Muddy Waters is not requesting that shareholders submit a proxy
at this time. Once Muddy Waters has commenced a formal solicitation
of proxies in connection with the Meeting, a registered shareholder
that gives a proxy may revoke it by: (i) executing a proxy bearing
a later date or by executing a valid notice of revocation, either
of the foregoing to be executed by the registered shareholder or
the registered shareholder's authorized attorney in writing, or, if
the shareholder is a corporation, under its corporate seal by an
officer or duly authorized attorney, and by delivering the proxy
bearing a later date to the registered office of the Company, at
any time up to and including the last business day that precedes
the day of the Meeting or, if the Meeting is adjourned, the last
business day that precedes any reconvening thereof, or to the
chairman of the Meeting on the day of the Meeting or any
reconvening thereof, or in any other manner provided by law, (ii)

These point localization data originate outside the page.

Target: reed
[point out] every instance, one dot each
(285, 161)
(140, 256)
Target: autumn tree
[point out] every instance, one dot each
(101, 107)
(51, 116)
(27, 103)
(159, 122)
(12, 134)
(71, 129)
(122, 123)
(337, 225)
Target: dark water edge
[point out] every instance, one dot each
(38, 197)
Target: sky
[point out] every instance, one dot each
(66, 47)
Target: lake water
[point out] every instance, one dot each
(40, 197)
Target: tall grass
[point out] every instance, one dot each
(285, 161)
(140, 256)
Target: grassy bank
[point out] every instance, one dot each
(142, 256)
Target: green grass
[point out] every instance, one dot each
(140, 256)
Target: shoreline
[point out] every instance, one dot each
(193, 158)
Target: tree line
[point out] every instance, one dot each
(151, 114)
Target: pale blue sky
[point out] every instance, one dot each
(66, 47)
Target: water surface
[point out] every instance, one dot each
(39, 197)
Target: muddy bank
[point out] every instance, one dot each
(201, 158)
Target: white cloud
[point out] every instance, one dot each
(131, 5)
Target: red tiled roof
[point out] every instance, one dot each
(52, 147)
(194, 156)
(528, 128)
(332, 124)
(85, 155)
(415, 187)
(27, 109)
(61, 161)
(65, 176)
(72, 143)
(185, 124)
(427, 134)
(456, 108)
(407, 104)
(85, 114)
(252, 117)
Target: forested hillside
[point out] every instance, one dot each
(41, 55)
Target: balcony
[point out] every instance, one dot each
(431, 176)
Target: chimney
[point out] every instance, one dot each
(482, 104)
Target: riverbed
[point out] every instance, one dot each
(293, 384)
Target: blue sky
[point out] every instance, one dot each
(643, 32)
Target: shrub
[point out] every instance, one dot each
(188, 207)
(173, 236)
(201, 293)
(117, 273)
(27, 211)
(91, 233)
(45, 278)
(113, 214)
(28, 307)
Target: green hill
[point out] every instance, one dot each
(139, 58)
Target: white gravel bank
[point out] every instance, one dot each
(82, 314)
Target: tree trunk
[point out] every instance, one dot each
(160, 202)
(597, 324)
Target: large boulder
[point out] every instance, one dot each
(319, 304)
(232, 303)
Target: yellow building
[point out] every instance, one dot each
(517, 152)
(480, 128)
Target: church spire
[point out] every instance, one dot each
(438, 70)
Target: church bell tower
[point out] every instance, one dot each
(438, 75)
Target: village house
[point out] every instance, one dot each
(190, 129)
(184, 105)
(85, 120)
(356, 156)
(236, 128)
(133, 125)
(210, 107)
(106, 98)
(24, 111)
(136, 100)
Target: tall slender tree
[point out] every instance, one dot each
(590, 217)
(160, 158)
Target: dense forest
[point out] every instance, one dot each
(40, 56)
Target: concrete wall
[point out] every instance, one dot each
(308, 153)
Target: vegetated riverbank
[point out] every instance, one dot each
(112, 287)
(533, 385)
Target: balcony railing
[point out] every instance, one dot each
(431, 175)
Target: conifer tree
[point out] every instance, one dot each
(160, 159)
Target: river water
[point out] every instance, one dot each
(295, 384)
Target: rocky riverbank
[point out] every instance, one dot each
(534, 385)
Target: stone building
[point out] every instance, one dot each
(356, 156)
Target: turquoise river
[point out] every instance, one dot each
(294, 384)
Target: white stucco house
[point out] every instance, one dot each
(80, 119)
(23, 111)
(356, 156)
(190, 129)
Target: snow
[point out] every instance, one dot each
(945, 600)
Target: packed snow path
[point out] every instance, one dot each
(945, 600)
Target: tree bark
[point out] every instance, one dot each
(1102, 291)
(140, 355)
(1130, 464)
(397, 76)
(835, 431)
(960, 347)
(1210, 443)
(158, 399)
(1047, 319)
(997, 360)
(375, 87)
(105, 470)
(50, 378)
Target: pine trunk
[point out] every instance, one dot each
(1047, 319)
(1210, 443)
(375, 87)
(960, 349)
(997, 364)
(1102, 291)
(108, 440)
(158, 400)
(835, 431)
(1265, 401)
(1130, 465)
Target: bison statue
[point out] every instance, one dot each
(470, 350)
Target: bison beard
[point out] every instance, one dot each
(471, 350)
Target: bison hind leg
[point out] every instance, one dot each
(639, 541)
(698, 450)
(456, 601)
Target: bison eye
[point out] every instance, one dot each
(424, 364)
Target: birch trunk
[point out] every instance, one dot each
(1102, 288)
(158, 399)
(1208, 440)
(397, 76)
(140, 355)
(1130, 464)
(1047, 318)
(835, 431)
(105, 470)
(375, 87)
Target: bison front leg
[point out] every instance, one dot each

personally attending the Meeting and voting the registered
shareholder's shares, or (iii) in any other manner permitted by law
and the articles of the Company. Non-registered shareholders should
contact their broker for assistance in ensuring that forms of
proxies or voting instructions previously given to an intermediary
are properly revoked.
None of Muddy Waters or, to its knowledge, any of its associates
or affiliates, has any material interest, direct or indirect, by
way of beneficial ownership of securities or otherwise, in any
matter proposed to be acted on at the Meeting, other than the
election of directors to the Board.
Mayfair's registered office
address is 700-1199 West Hastings Street, Vancouver, British Columbia, V6E 3T5. A copy
of this press release and the Information Document may be obtained
on Mayfair's SEDAR+ profile at
www.sedarplus.ca.
Disclaimer
The information contained or referenced herein is for
information purposes only in order to provide the views of Muddy
Waters and the matters which Muddy Waters believes to be of concern
to shareholders described herein. The information is not tailored
to specific investment objections, the financial situations,
suitability, or particular need of any specific person(s) who may
receive the information, and should not be taken as advice in
considering the merits of any investment decision. The views
expressed herein represent the views and opinions of Muddy Waters,
whose opinions may change at any time and which are based on
analyses of Muddy Waters.
Cautionary Statement Regarding
Forward-Looking Statements
This press release contains forward-looking information within
the meaning of applicable securities laws. In general,
forward-looking information refers to disclosure about future
conditions, courses of action, and events. Forward-looking
information in this press release may include, but is not limited
to, statements of Muddy Waters regarding (i) the Meeting, including
the intention of Muddy Waters to solicit proxies in connection
therewith, (ii) the proposed reconstitution of the Board, (iii) the
future of the Company and (iv) matters relating to the Company,
including its business, operations and financial condition. All
statements contained in this press release that are not clearly
historical in nature or that necessarily depend on future events
are forward‐looking, and the use of any of the words "anticipates",
"believes", "expects", "intends", "plans", "will", "would", and
similar expressions are intended to identify forward-looking
statements. These statements are based on current expectations of
Muddy Waters and currently available information. Forward-looking
statements are not guarantees of future performance, involve
certain risks and uncertainties that are difficult to predict, and
are based upon assumptions as to future events that may not prove
to be accurate. Muddy Waters undertakes no obligation to update
publicly or revise any forward-looking statements, whether as a
result of new information, future events, or otherwise, except as
required by applicable securities legislation.